The swinging couple can engage in a number of sexual activities. During a full swap the partners engage in penetrative sex, while in a soft swap they engage only in non-penetrative sex, such as oral sex. New swinging couples often choose a soft swap before they are comfortable with a full swap, although many couples stay soft swap for personal or safety related reasons.[3] Soft swinging occurs when the couple engage in sexual activities while two or more other couples perform sex acts in the immediate vicinity.
Key parties are a form of swinging parties, in which male partners place their car and house keys into a common bowl or bag on arriving. At the end of the evening the female partners would randomly select keys from the bowl and leave with that key's owner.[4]
A rainbow party is an urban legend spread from the early 2000s. At these events, allegedly increasingly popular among adolescents, females wearing various shades of lipstick take turns fellating males in sequence, leaving multiple colours on their penises.[5] Rainbow parties were covered on The Oprah Winfrey Show in 2003, and became the subject of a juvenile novel called Rainbow Party.[5] On May 27, 2010 the television program The Doctors discussed the topic with dozens of teens, parents, and professionals. However, sex researchers and adolescent health care professionals have found no evidence for the existence of rainbow parties, and as such attribute the spread of the stories to a moral panic.[5]
Sensational media reports about the prevalence of sex parties, especially among young people, appear with some regularity. In the early 1950s, for example, it was reported that teenage girls throughout the Southern and Midwestern United States were forming "non virgin clubs," in which they organized and held sex orgies with reports of couples being paired off by drawing numbers from a hat. These claims were investigated and debunked.[6][7][8]

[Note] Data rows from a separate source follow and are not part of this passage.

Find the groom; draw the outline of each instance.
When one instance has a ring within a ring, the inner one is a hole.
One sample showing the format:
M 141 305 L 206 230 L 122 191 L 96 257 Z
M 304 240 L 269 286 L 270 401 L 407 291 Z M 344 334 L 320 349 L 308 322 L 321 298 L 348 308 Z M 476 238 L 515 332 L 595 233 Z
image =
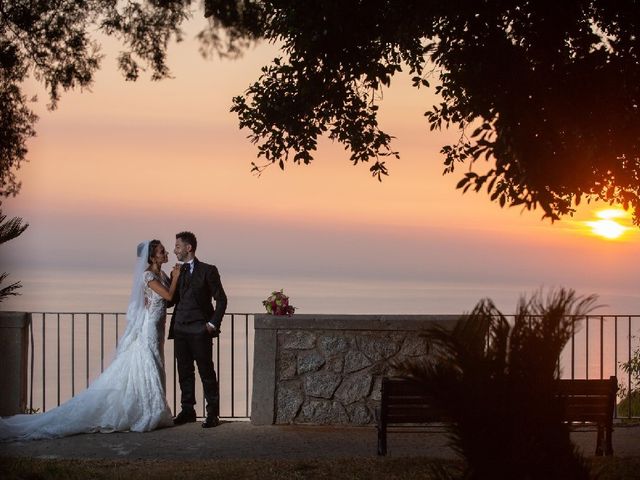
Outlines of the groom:
M 200 380 L 207 400 L 207 418 L 203 428 L 217 426 L 220 421 L 220 393 L 213 368 L 213 338 L 220 334 L 220 324 L 227 309 L 227 296 L 214 265 L 195 257 L 198 241 L 191 232 L 176 235 L 173 253 L 184 262 L 180 270 L 178 288 L 173 298 L 175 308 L 169 326 L 169 339 L 174 340 L 178 363 L 182 411 L 173 419 L 174 425 L 196 421 L 196 377 Z M 211 299 L 216 302 L 213 308 Z

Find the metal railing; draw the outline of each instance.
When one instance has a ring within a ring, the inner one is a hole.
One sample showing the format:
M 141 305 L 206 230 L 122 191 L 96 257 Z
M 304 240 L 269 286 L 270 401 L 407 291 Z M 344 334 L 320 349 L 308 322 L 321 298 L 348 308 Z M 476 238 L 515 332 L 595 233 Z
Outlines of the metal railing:
M 167 325 L 171 315 L 167 314 Z M 125 313 L 32 312 L 31 318 L 28 372 L 31 412 L 50 410 L 87 388 L 108 367 L 126 326 Z M 164 352 L 167 401 L 175 414 L 180 392 L 173 341 L 165 340 Z M 220 384 L 220 416 L 249 418 L 253 314 L 226 314 L 222 333 L 214 341 L 214 352 Z M 196 398 L 197 411 L 205 416 L 204 394 L 198 378 Z
M 167 315 L 167 321 L 170 319 Z M 31 322 L 29 409 L 45 411 L 60 405 L 86 388 L 108 366 L 121 332 L 124 313 L 35 312 Z M 220 383 L 220 415 L 248 418 L 251 415 L 253 367 L 253 314 L 225 315 L 222 334 L 214 344 L 215 366 Z M 638 348 L 640 315 L 590 315 L 576 324 L 571 340 L 559 359 L 562 378 L 618 377 L 628 387 L 633 378 L 621 364 Z M 166 341 L 167 400 L 174 413 L 179 402 L 173 342 Z M 99 352 L 99 353 L 98 353 Z M 39 366 L 39 368 L 38 368 Z M 205 415 L 204 395 L 196 379 L 196 395 Z M 53 392 L 52 392 L 53 390 Z M 200 413 L 200 412 L 199 412 Z M 632 417 L 631 402 L 618 418 Z

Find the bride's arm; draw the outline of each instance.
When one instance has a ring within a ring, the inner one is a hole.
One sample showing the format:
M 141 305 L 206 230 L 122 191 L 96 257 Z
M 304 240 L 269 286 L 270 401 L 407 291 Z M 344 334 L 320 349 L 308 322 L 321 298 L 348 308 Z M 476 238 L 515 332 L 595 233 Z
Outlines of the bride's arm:
M 170 302 L 178 286 L 178 277 L 180 277 L 180 265 L 176 264 L 171 272 L 171 286 L 169 286 L 169 290 L 155 279 L 151 280 L 148 285 L 151 290 Z

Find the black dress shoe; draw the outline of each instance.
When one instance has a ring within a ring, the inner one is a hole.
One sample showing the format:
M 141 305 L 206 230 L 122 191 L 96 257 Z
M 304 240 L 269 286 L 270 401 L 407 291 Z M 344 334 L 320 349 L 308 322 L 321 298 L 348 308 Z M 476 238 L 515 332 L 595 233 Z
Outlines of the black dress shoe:
M 204 422 L 202 422 L 202 428 L 212 428 L 220 425 L 220 419 L 218 417 L 207 417 Z
M 182 410 L 174 419 L 174 425 L 184 425 L 185 423 L 191 423 L 196 421 L 195 410 Z

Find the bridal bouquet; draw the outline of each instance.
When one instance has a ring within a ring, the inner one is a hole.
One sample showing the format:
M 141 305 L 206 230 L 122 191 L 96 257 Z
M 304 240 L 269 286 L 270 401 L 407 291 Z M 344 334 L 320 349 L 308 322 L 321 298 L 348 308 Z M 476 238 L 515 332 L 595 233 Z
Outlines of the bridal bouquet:
M 280 291 L 274 291 L 262 301 L 262 304 L 267 309 L 267 313 L 271 315 L 293 315 L 296 307 L 289 305 L 289 297 L 287 297 L 282 289 Z

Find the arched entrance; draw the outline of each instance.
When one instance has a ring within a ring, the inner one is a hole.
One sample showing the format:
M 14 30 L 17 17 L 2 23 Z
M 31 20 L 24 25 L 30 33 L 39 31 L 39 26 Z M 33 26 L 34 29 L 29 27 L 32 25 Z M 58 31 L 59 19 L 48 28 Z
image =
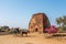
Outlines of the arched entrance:
M 37 31 L 38 31 L 38 29 L 36 28 L 36 29 L 35 29 L 35 32 L 37 32 Z

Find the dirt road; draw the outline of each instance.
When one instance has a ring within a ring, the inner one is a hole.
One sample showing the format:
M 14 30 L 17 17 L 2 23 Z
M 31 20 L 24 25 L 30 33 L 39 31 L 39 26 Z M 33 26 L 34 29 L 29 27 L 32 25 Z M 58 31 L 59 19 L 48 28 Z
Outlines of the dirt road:
M 38 33 L 31 33 L 28 37 L 0 35 L 0 44 L 66 44 L 65 38 L 46 38 L 43 34 Z

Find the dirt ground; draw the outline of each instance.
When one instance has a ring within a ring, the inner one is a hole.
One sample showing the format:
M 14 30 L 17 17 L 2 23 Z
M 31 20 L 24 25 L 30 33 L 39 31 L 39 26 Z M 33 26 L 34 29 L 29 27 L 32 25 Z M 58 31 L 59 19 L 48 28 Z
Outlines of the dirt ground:
M 38 33 L 31 33 L 28 36 L 0 35 L 0 44 L 66 44 L 66 36 L 47 38 Z

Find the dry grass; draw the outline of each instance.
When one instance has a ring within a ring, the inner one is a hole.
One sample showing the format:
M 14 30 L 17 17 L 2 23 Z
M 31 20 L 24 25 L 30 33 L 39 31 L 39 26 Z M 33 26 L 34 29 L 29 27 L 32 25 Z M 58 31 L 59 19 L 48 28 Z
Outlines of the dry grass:
M 0 35 L 0 44 L 66 44 L 66 36 L 46 38 L 43 34 L 28 36 Z

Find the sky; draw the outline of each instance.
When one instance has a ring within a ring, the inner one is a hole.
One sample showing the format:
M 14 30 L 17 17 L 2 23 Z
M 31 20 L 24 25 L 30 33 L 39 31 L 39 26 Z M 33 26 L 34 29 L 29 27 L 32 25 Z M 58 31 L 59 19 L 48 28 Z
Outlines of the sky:
M 45 13 L 52 25 L 66 15 L 66 0 L 0 0 L 0 26 L 28 29 L 34 13 Z

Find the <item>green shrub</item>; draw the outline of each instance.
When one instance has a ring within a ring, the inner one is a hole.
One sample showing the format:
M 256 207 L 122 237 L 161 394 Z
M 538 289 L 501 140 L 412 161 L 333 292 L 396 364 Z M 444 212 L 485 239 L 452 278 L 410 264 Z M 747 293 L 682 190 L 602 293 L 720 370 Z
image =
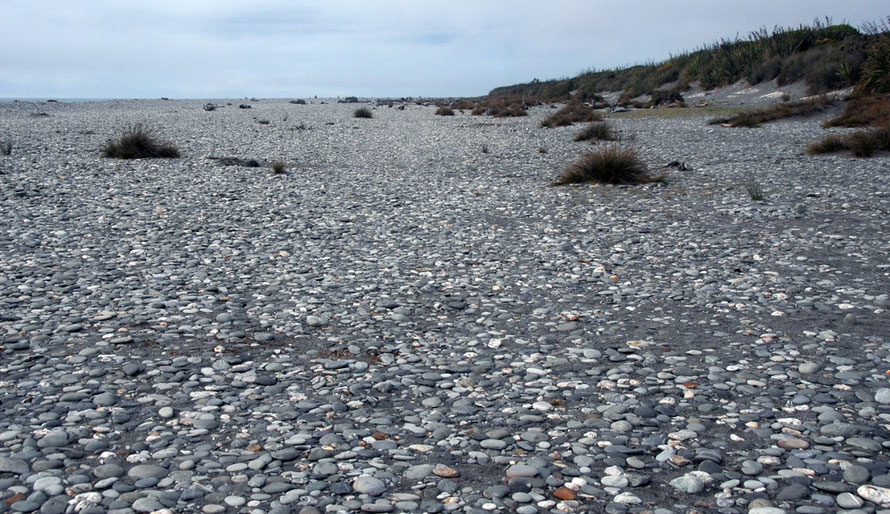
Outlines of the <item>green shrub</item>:
M 890 126 L 851 132 L 843 137 L 831 134 L 810 143 L 807 153 L 820 154 L 849 150 L 856 157 L 870 157 L 878 150 L 890 150 Z
M 170 143 L 157 141 L 151 129 L 137 123 L 127 128 L 117 141 L 108 141 L 102 155 L 114 159 L 176 158 L 179 150 Z
M 553 185 L 598 182 L 601 184 L 639 184 L 664 180 L 664 175 L 650 177 L 639 154 L 632 147 L 610 146 L 598 152 L 586 151 L 571 163 Z
M 591 123 L 575 134 L 575 141 L 614 141 L 615 134 L 608 123 Z
M 353 118 L 373 118 L 374 114 L 371 113 L 371 109 L 367 107 L 361 107 L 356 109 L 355 112 L 352 113 Z
M 890 35 L 881 34 L 869 48 L 862 65 L 862 78 L 854 92 L 857 95 L 890 93 Z

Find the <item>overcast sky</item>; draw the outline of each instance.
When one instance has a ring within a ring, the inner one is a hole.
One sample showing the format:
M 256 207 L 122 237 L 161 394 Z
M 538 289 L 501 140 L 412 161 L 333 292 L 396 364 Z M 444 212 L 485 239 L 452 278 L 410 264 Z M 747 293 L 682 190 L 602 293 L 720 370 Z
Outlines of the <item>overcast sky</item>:
M 885 0 L 0 0 L 0 98 L 478 96 Z

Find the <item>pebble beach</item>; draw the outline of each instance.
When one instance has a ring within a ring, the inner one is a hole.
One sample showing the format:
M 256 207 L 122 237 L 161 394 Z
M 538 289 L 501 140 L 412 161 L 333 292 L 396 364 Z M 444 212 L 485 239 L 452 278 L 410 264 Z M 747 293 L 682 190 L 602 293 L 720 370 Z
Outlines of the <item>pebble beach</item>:
M 207 102 L 0 103 L 0 513 L 890 512 L 890 156 Z

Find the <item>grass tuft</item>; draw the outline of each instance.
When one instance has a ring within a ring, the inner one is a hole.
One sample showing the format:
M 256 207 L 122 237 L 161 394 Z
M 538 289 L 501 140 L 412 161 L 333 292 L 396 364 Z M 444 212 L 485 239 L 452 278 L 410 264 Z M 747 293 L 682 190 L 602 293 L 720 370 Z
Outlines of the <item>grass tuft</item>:
M 844 112 L 825 122 L 826 127 L 877 127 L 890 125 L 890 95 L 854 98 Z
M 615 132 L 608 123 L 591 123 L 575 134 L 574 141 L 614 141 Z
M 798 102 L 785 102 L 758 109 L 747 109 L 729 117 L 714 118 L 709 125 L 728 125 L 730 127 L 759 127 L 761 123 L 790 118 L 793 116 L 809 116 L 822 112 L 834 104 L 833 99 L 822 96 Z
M 840 152 L 847 149 L 847 144 L 844 142 L 844 138 L 837 134 L 829 134 L 819 141 L 810 143 L 807 146 L 807 153 L 809 154 L 821 154 L 821 153 L 834 153 Z
M 108 141 L 102 155 L 114 159 L 177 158 L 179 149 L 158 141 L 151 129 L 137 123 L 127 128 L 117 141 Z
M 544 128 L 568 127 L 573 123 L 602 121 L 603 117 L 594 112 L 593 107 L 582 102 L 569 102 L 562 109 L 551 114 L 541 126 Z
M 890 126 L 859 130 L 845 136 L 830 134 L 807 146 L 808 154 L 849 150 L 856 157 L 871 157 L 876 151 L 890 151 Z
M 285 164 L 284 161 L 275 161 L 272 163 L 272 173 L 281 175 L 285 172 L 287 172 L 287 164 Z
M 600 184 L 641 184 L 660 182 L 664 175 L 651 177 L 632 147 L 610 146 L 598 152 L 586 151 L 563 171 L 552 185 L 598 182 Z
M 373 118 L 374 115 L 371 113 L 371 109 L 367 107 L 361 107 L 356 109 L 355 112 L 352 113 L 353 118 Z
M 766 196 L 763 194 L 763 188 L 760 187 L 760 184 L 754 181 L 745 182 L 745 190 L 748 191 L 748 196 L 751 197 L 751 200 L 755 202 L 762 202 Z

Several stories of this type arose in the US in 2003. In New York, rumors began that teens had been taking days off from school to attend "hooky parties" while their parents were at work. One school even suspended a group of girls for allegedly skipping school to attend such a party. They were refused the right to return to school until each had submitted to a medical examination for sexually transmitted diseases and pregnancy and school officials were allowed to examine the results. The New York Civil Liberties Union filed a federal lawsuit against the school [9] on behalf of the girls and won a settlement which included monetary damages and a change in the school district's policy.[10]
Similar stories concerning teenagers using gel bracelets as coupons or signals for sex also arose at the time, with similar lack of corroborating evidence.[11]